Pre- and post-market stock trading through Nasdaq accounts for under
2% of overall stock trading through its exchange, Nasdaq estimates. At
online brokerage TD Ameritrade, extended-market stock trades are between
2.5% and 5% of total volume, said Steve Quirk, Senior Vice President of
TD Ameritrade’s Trader Group.
Activity ebbs and flows every three months as corporations post their
earnings scorecards before the regular market opens or after it shuts.
“Going back in time, the reason a lot of companies post their
earnings outside the daily session is because they don’t want to move
their stocks. But obviously that changed years ago,” said Quirk.
Seconds or less after S&P 500 corporations release their reports,
specialist traders use software algorithms to pick out key numbers like
earnings per share or revenue outlooks and enter trades faster than
investors can scan the text.
With most mutual funds and many other institutional investors staying
away, liquidity is often sparse and gaps between bid and ask prices are
wide, making it difficult to execute sizeable trades.
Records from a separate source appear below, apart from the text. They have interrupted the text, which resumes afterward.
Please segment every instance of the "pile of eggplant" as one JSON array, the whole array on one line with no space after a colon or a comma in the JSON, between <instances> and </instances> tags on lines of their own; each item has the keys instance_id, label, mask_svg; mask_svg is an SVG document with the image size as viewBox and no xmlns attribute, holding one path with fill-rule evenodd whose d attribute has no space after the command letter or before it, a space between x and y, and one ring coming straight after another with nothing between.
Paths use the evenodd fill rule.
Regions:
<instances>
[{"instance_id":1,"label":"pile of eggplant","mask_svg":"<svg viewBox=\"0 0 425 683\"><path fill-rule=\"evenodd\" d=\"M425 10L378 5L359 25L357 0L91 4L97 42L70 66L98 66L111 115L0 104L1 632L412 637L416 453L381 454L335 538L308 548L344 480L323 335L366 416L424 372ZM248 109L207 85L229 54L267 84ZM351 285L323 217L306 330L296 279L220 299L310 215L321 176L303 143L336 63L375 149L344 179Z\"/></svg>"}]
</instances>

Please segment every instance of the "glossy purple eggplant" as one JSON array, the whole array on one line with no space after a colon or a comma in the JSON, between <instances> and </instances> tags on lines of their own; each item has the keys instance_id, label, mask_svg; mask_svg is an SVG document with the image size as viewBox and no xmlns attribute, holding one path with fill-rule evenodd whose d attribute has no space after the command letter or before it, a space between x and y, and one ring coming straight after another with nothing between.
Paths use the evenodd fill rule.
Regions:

“The most risky trading is pre- and after hours because liquidity is
so low and price discovery hasn’t happened yet,” said Dennis Dick, head
of markets structure and a proprietary trader at Bright Trading LLC in
Las Vegas. “I trade after hours, but I’m hands off until after the first
few minutes. I trade in the digestion period, not in the
immediate-after period.”
Avoiding the after-hours market due to liquidity concerns also shuts
an opportunity to react to surprise earnings reports before legions of
other investors.
On Wednesday, Habit Restaurants served up an unappetizing quarterly
report that pushed its shares from $28.64 down to $26.50 in extended
trade and then down further to as low as $24.26 the next day.
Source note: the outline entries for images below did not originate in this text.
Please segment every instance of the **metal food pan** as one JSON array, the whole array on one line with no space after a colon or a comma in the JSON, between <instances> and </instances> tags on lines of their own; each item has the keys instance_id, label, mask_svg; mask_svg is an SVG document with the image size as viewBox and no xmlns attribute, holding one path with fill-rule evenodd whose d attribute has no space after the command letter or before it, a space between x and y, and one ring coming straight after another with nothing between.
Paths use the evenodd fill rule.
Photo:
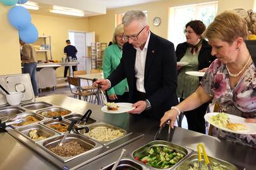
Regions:
<instances>
[{"instance_id":1,"label":"metal food pan","mask_svg":"<svg viewBox=\"0 0 256 170\"><path fill-rule=\"evenodd\" d=\"M89 139L87 138L86 137L84 137L84 136L82 136L82 135L80 135L78 134L76 134L76 133L70 133L66 137L66 138L65 139L65 142L71 142L71 141L77 142L82 147L83 147L87 150L83 153L81 153L78 155L74 156L70 156L70 157L60 156L58 156L56 154L52 152L52 151L51 151L48 148L55 147L55 146L59 145L61 139L63 139L63 136L64 136L64 135L62 135L57 137L53 137L53 138L49 139L49 140L44 140L42 142L39 142L37 144L40 147L42 147L45 150L49 152L51 154L54 156L60 159L63 162L68 162L76 157L83 156L85 154L87 154L88 153L90 153L91 152L93 152L94 150L100 149L101 147L102 147L100 144L99 144L96 142L94 142L92 140L90 140Z\"/></svg>"},{"instance_id":2,"label":"metal food pan","mask_svg":"<svg viewBox=\"0 0 256 170\"><path fill-rule=\"evenodd\" d=\"M41 122L41 121L42 121L44 119L44 118L43 116L42 116L40 115L39 115L37 114L35 114L35 113L23 113L19 114L18 116L19 116L19 118L25 118L25 119L26 119L26 118L27 116L34 116L34 118L35 118L36 119L37 119L39 121L35 122L33 122L33 123L30 123L27 124L27 125L21 125L21 123L24 123L27 121L25 122L21 123L18 123L18 125L17 124L12 124L11 126L12 126L13 127L14 127L15 128L18 128L18 127L27 126L28 125L37 123ZM6 122L9 122L9 121Z\"/></svg>"},{"instance_id":3,"label":"metal food pan","mask_svg":"<svg viewBox=\"0 0 256 170\"><path fill-rule=\"evenodd\" d=\"M0 119L4 120L8 116L15 116L25 111L25 110L18 106L8 106L0 108Z\"/></svg>"},{"instance_id":4,"label":"metal food pan","mask_svg":"<svg viewBox=\"0 0 256 170\"><path fill-rule=\"evenodd\" d=\"M38 114L41 115L43 116L47 117L47 118L52 118L53 116L47 116L44 115L43 112L58 112L58 114L54 115L55 116L64 116L68 115L71 113L70 110L61 108L61 107L52 107L52 108L49 108L47 109L44 109L44 110L40 110L37 111L36 113ZM62 114L61 113L61 111L64 111L66 112L65 114Z\"/></svg>"},{"instance_id":5,"label":"metal food pan","mask_svg":"<svg viewBox=\"0 0 256 170\"><path fill-rule=\"evenodd\" d=\"M72 114L72 115L70 115L68 116L65 116L64 117L64 118L67 119L70 121L72 121L73 120L75 120L76 121L79 121L81 118L83 116L83 115L81 114L78 114L78 113L76 113L76 114ZM86 122L85 124L83 123L80 123L80 125L88 125L92 123L94 123L97 122L97 120L93 119L93 118L89 118L89 119L88 120L87 122Z\"/></svg>"},{"instance_id":6,"label":"metal food pan","mask_svg":"<svg viewBox=\"0 0 256 170\"><path fill-rule=\"evenodd\" d=\"M90 130L93 130L94 128L95 128L96 127L104 127L109 128L111 128L111 129L113 129L113 130L120 130L121 132L123 133L123 135L121 136L121 137L118 137L118 138L116 138L116 139L115 139L114 140L112 140L101 141L101 140L97 140L95 138L90 137L88 135L88 133L85 133L85 130L84 129L79 130L78 132L82 135L86 135L87 137L90 137L90 138L91 138L91 139L94 139L94 140L95 140L96 141L98 141L99 142L101 142L101 144L109 144L110 142L113 142L114 141L116 141L116 140L118 140L119 139L122 138L122 137L125 137L126 135L128 134L126 130L125 130L124 129L123 129L123 128L113 126L112 125L102 123L102 122L101 123L97 123L92 124L92 125L90 125L88 126L88 127L89 128L89 132Z\"/></svg>"},{"instance_id":7,"label":"metal food pan","mask_svg":"<svg viewBox=\"0 0 256 170\"><path fill-rule=\"evenodd\" d=\"M198 162L198 156L197 152L193 153L190 156L189 156L186 159L185 159L180 166L178 166L175 169L176 170L183 170L183 169L188 169L190 167L193 167L193 164L195 162ZM235 165L226 162L225 161L208 156L208 158L210 161L210 163L211 165L211 167L212 169L219 169L216 167L216 169L213 168L213 164L214 163L219 163L221 167L223 169L228 169L228 170L238 170L238 169ZM204 163L204 157L202 156L202 163Z\"/></svg>"},{"instance_id":8,"label":"metal food pan","mask_svg":"<svg viewBox=\"0 0 256 170\"><path fill-rule=\"evenodd\" d=\"M44 125L46 125L46 127L47 127L48 128L52 129L52 130L54 130L55 132L58 132L58 133L65 133L66 131L64 132L59 132L52 128L51 128L50 127L50 125L57 125L57 124L61 124L63 125L66 125L66 128L68 128L68 126L70 124L70 122L68 121L68 120L62 120L61 121L59 121L58 119L55 119L55 120L47 120L44 122L42 122L42 123ZM78 127L76 125L74 125L74 128L78 128Z\"/></svg>"},{"instance_id":9,"label":"metal food pan","mask_svg":"<svg viewBox=\"0 0 256 170\"><path fill-rule=\"evenodd\" d=\"M50 103L47 103L44 101L36 101L36 102L31 102L28 103L25 103L20 105L21 107L23 107L28 110L39 110L43 109L46 108L49 108L52 106L52 105Z\"/></svg>"},{"instance_id":10,"label":"metal food pan","mask_svg":"<svg viewBox=\"0 0 256 170\"><path fill-rule=\"evenodd\" d=\"M146 156L148 155L147 151L149 149L150 149L153 146L166 146L168 147L170 147L172 149L176 150L177 152L180 153L182 153L185 154L185 156L183 159L181 159L180 161L178 161L176 164L173 165L172 167L166 168L166 169L159 169L159 168L155 168L155 167L152 167L151 166L147 166L145 164L149 167L150 168L154 168L154 169L174 169L174 168L180 163L183 160L184 160L188 155L190 155L192 152L193 150L187 148L186 147L182 147L180 146L174 144L171 144L170 142L168 142L167 141L164 141L164 140L154 140L152 141L147 144L145 144L143 146L142 146L141 147L137 149L135 151L133 152L132 153L132 156L133 158L135 159L135 157L141 157L143 156Z\"/></svg>"},{"instance_id":11,"label":"metal food pan","mask_svg":"<svg viewBox=\"0 0 256 170\"><path fill-rule=\"evenodd\" d=\"M103 167L102 170L111 170L114 166L114 162L105 167ZM149 169L146 168L143 165L139 164L138 162L136 162L131 159L124 158L121 159L116 169L145 170Z\"/></svg>"},{"instance_id":12,"label":"metal food pan","mask_svg":"<svg viewBox=\"0 0 256 170\"><path fill-rule=\"evenodd\" d=\"M29 133L32 130L37 130L40 134L45 136L46 137L46 139L59 134L40 124L33 125L27 126L25 127L21 127L19 128L16 128L16 130L18 130L18 132L20 132L21 133L23 134L27 139L28 139L30 140L31 140L34 142L38 142L40 140L36 141L36 140L31 139L31 137L29 136ZM45 140L45 139L42 139L42 140Z\"/></svg>"}]
</instances>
Many after-hours believers rely on strategies based on momentum.
LinkedIn, Facebook and Twitter have histories of earnings-driven
after-hours stock swings often widening in the next day’s session,
according to MT Newswires, which provides data for extended trading.
But relying on momentum is far from foolproof. Real estate website
Zillow saw its stock jump 8% after the bell on Tuesday, only to see it
fall 2.4 percent in Wednesday’s session.
Even top-tier companies with relatively healthy after-hours
liquidity, like Apple and Netflix, can see their stocks surge or slide
within seconds after their reports.
“Because they are momentum names and there are a lot of people
speculating they’ll move up or down, they can get pushed pretty hard in
both directions,” said Steve Spencer, cofounder of New York-based SMB
Capital, which trains aspiring traders.